Participants agree that one of the session’s greatest values was the opportunity to work in problem-solving teams

“It was a really good exercise, and it got the creative juices flowing,” said Malinda Pettaway, national sales manager for the Greater Raleigh Convention & Visitors Bureau, who participated in the tabletop exercise. “We never knew what would happen next.”

Gainesville, VA-based Attainium Corp presented its Disaster Experience tabletop exercise at the educational conference presented by the Professional Convention Management Association Southeast Chapter (PCMA SE). “I had heard good things about Attainium’s exercise, and I knew they had done it for the national PCMA organization,” said Michelle W. Jones, CMP, a PCMA SE board member. “The main reason we brought them in, however, was that I could tell from their materials that it was a meaty, practical class. It’s easy to get fluffy, motivational speakers, but we wanted something substantive for this program.

“The exercise was serious, low-key, and intense and dealt with a number of different disruptions and potential disasters,” Jones said. “It provided some good insights into the range of things that people need to think about when they are planning and conducting events.

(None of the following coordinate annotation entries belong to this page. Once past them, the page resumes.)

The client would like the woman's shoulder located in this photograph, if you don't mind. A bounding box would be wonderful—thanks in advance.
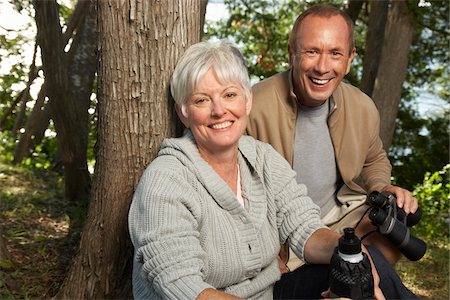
[239,135,288,165]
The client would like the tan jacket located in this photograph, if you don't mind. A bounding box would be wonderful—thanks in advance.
[247,71,391,194]
[247,71,391,262]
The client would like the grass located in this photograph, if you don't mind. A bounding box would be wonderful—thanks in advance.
[0,163,449,299]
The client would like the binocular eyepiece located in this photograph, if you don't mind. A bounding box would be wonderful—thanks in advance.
[367,191,427,261]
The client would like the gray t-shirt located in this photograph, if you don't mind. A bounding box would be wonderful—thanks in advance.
[293,100,339,217]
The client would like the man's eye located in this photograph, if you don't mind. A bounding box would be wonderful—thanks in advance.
[225,93,236,98]
[305,50,318,56]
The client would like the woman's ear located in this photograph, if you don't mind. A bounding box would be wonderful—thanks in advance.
[175,104,189,128]
[245,90,253,116]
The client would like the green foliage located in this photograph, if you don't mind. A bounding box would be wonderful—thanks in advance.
[0,132,58,171]
[407,0,450,102]
[390,108,450,190]
[205,0,343,80]
[413,164,450,241]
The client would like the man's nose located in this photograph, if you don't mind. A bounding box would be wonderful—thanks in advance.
[314,53,330,74]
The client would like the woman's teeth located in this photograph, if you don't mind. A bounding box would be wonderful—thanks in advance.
[211,121,233,129]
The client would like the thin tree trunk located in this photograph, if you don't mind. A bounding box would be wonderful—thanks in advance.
[0,224,11,261]
[58,0,204,299]
[13,82,48,164]
[0,88,26,131]
[361,0,389,96]
[347,0,367,23]
[34,0,95,204]
[13,1,91,163]
[372,0,414,151]
[11,43,37,136]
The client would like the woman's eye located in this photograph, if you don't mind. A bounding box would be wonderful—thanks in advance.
[194,98,208,105]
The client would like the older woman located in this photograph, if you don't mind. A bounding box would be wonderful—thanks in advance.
[129,42,382,299]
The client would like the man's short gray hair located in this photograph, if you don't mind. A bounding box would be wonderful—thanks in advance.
[170,41,250,106]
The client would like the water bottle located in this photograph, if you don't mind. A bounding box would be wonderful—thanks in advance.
[330,228,374,299]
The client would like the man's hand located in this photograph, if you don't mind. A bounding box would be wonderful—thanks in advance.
[383,185,419,214]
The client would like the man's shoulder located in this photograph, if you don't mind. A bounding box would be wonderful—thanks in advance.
[333,82,373,103]
[333,82,376,109]
[252,71,289,96]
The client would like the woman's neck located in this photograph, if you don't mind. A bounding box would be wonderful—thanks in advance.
[199,148,238,194]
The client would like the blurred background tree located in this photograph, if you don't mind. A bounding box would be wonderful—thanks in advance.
[205,0,450,190]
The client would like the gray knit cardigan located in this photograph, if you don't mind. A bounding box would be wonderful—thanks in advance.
[129,130,324,299]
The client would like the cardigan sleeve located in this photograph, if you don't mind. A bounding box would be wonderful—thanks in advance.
[129,165,212,299]
[265,147,326,259]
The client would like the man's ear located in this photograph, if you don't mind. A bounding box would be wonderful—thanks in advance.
[345,48,357,75]
[288,44,294,68]
[175,104,189,128]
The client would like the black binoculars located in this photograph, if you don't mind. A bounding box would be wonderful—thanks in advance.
[367,191,427,261]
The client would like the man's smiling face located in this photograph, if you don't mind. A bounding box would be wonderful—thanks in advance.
[289,15,355,107]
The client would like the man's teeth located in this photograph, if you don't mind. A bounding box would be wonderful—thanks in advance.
[211,121,233,129]
[311,78,330,84]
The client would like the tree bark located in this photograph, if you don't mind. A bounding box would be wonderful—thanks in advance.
[58,0,206,299]
[11,43,37,137]
[34,0,96,204]
[347,0,366,23]
[13,82,49,164]
[372,0,414,151]
[361,0,389,96]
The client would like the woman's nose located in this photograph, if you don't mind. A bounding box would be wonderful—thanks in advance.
[211,99,226,116]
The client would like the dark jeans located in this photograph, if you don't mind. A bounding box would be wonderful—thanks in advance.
[273,246,419,299]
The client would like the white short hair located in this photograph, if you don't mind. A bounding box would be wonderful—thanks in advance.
[170,41,250,107]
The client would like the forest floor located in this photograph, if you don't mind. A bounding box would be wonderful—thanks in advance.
[0,163,450,299]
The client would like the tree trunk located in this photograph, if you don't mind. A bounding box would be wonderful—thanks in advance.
[0,224,11,261]
[372,0,414,152]
[361,0,389,96]
[13,82,49,164]
[11,43,37,137]
[58,0,205,299]
[34,0,96,204]
[13,0,97,163]
[346,0,367,23]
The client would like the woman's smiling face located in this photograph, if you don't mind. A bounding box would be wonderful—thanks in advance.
[177,68,252,154]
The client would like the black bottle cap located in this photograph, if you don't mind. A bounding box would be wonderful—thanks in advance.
[339,227,361,254]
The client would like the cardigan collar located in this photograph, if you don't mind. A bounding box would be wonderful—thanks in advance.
[158,129,267,231]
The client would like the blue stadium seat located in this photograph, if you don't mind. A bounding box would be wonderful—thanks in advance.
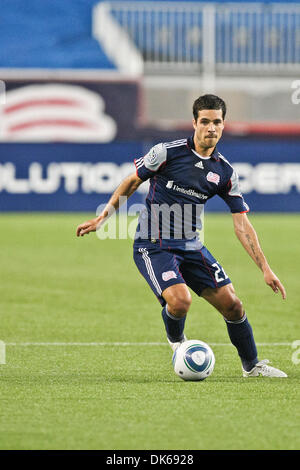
[0,0,116,69]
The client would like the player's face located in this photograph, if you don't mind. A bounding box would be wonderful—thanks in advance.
[193,109,224,150]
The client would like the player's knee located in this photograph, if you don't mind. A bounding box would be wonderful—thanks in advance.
[168,292,192,318]
[222,296,244,321]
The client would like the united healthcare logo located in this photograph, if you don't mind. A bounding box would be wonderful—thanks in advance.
[0,84,117,142]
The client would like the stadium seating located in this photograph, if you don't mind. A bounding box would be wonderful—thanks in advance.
[0,0,115,69]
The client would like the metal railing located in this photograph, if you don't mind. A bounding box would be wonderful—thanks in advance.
[101,1,300,74]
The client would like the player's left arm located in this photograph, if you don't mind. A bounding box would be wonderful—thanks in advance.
[232,213,286,299]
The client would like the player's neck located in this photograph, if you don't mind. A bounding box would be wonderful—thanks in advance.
[194,137,215,157]
[195,143,215,157]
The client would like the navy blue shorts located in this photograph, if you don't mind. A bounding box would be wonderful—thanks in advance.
[133,240,231,305]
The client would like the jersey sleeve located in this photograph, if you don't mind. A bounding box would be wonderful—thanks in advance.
[218,170,250,214]
[134,144,167,181]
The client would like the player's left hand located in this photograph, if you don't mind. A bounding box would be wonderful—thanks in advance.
[264,269,286,299]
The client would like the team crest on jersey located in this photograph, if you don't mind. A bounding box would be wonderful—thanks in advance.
[162,271,177,281]
[206,171,220,185]
[147,150,158,165]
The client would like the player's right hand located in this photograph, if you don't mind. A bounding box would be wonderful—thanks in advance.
[76,217,100,237]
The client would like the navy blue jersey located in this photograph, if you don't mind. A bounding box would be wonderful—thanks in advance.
[134,136,249,248]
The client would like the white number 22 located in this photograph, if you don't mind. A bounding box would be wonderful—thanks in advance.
[212,263,228,282]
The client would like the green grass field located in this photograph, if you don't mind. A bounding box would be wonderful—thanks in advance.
[0,214,300,450]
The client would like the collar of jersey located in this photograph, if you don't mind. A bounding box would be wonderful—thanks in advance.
[187,134,219,161]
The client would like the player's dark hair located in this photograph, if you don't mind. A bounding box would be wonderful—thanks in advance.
[193,95,226,121]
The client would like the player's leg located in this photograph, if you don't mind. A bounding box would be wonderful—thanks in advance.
[162,284,192,350]
[201,284,258,372]
[181,247,258,371]
[134,241,191,349]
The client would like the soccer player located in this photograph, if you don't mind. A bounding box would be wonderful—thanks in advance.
[76,95,287,377]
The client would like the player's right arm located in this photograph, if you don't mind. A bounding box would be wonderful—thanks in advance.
[76,173,143,237]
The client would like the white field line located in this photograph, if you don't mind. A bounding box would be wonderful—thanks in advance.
[5,342,292,347]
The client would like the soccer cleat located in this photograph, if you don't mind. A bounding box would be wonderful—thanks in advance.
[242,359,287,377]
[167,335,187,352]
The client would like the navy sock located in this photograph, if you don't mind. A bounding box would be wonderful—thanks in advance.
[225,314,258,372]
[161,305,186,343]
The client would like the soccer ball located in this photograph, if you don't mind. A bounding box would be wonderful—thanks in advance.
[172,339,215,380]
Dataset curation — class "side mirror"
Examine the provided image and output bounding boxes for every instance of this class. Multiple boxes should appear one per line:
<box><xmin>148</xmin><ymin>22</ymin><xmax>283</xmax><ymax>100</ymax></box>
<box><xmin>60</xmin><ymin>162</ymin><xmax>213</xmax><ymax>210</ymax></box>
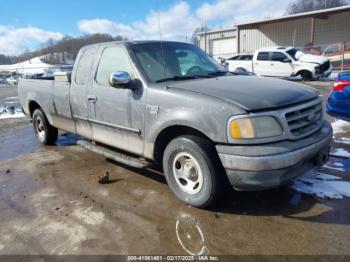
<box><xmin>109</xmin><ymin>71</ymin><xmax>131</xmax><ymax>88</ymax></box>
<box><xmin>282</xmin><ymin>58</ymin><xmax>292</xmax><ymax>63</ymax></box>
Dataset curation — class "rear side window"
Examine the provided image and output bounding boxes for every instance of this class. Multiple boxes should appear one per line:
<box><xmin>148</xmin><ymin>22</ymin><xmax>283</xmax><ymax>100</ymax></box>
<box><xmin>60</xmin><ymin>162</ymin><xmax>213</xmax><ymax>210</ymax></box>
<box><xmin>75</xmin><ymin>47</ymin><xmax>96</xmax><ymax>85</ymax></box>
<box><xmin>239</xmin><ymin>55</ymin><xmax>253</xmax><ymax>60</ymax></box>
<box><xmin>257</xmin><ymin>52</ymin><xmax>269</xmax><ymax>61</ymax></box>
<box><xmin>271</xmin><ymin>52</ymin><xmax>288</xmax><ymax>61</ymax></box>
<box><xmin>96</xmin><ymin>46</ymin><xmax>132</xmax><ymax>86</ymax></box>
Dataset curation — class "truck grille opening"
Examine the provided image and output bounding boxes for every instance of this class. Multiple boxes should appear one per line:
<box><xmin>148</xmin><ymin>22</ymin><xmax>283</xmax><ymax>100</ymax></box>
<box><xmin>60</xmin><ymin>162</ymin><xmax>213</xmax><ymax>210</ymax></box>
<box><xmin>285</xmin><ymin>102</ymin><xmax>323</xmax><ymax>138</ymax></box>
<box><xmin>320</xmin><ymin>61</ymin><xmax>330</xmax><ymax>73</ymax></box>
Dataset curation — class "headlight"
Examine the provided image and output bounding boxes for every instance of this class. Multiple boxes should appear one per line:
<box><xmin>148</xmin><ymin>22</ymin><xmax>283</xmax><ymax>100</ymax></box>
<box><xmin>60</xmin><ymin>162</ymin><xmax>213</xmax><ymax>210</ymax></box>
<box><xmin>229</xmin><ymin>116</ymin><xmax>283</xmax><ymax>139</ymax></box>
<box><xmin>315</xmin><ymin>66</ymin><xmax>320</xmax><ymax>74</ymax></box>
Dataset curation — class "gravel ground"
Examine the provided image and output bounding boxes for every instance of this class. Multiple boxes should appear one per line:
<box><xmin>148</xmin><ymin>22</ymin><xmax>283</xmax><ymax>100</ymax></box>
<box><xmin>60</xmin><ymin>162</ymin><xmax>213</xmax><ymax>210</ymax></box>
<box><xmin>0</xmin><ymin>82</ymin><xmax>350</xmax><ymax>255</ymax></box>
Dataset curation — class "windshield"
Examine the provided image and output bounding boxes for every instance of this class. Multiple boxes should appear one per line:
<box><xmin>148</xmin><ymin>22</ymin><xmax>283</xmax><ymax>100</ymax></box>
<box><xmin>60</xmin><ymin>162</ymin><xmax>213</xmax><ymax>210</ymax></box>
<box><xmin>287</xmin><ymin>48</ymin><xmax>300</xmax><ymax>60</ymax></box>
<box><xmin>131</xmin><ymin>42</ymin><xmax>227</xmax><ymax>83</ymax></box>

We had nearly 75 people in attendance, and many of them felt it was the best session of the program.”

“The program was exciting,” said Cheryl Ollila, national sales manager for the Detroit Metro Convention & Visitors Bureau. “Because the situations are realistic and could happen at any given event, you’re dealing with the real world. Your adrenalin is up, there’s a lot of anticipation, and you work with a higher-than-normal energy level because of it. It was unique.”

Pettaway liked the fact that there was a bit of lightheartedness in the exercise as well, which made it fun but not far-fetched. “There was a lot of value in working together as a team to solve the various problems that arose,” she said. “I learned a lot just listening to everyone’s experiences as we worked to deal with new issues.”

“The most valuable part for me,” Ollila said, “was working under pressure with people I don’t normally work with and seeing how we all came together as a group. I learned a lot about what might happen in a crisis situation. Everyone knows what a plan is, but you don’t usually know what would happen if a disruption occurred. This was a great way to get training in response. I’ve recommended the program to other facilities in our area.”

Jones also cited the value of working in small groups with a variety of people as a great benefit of the session. “I had wanted to make the content of our entire education program the most serious content I could it the short time we had. Attainium filled that bill… it was a really good session,” she said, “and, if I was to recommend it – and I would – I’d want to tell people that once you get into it, it’s serious.”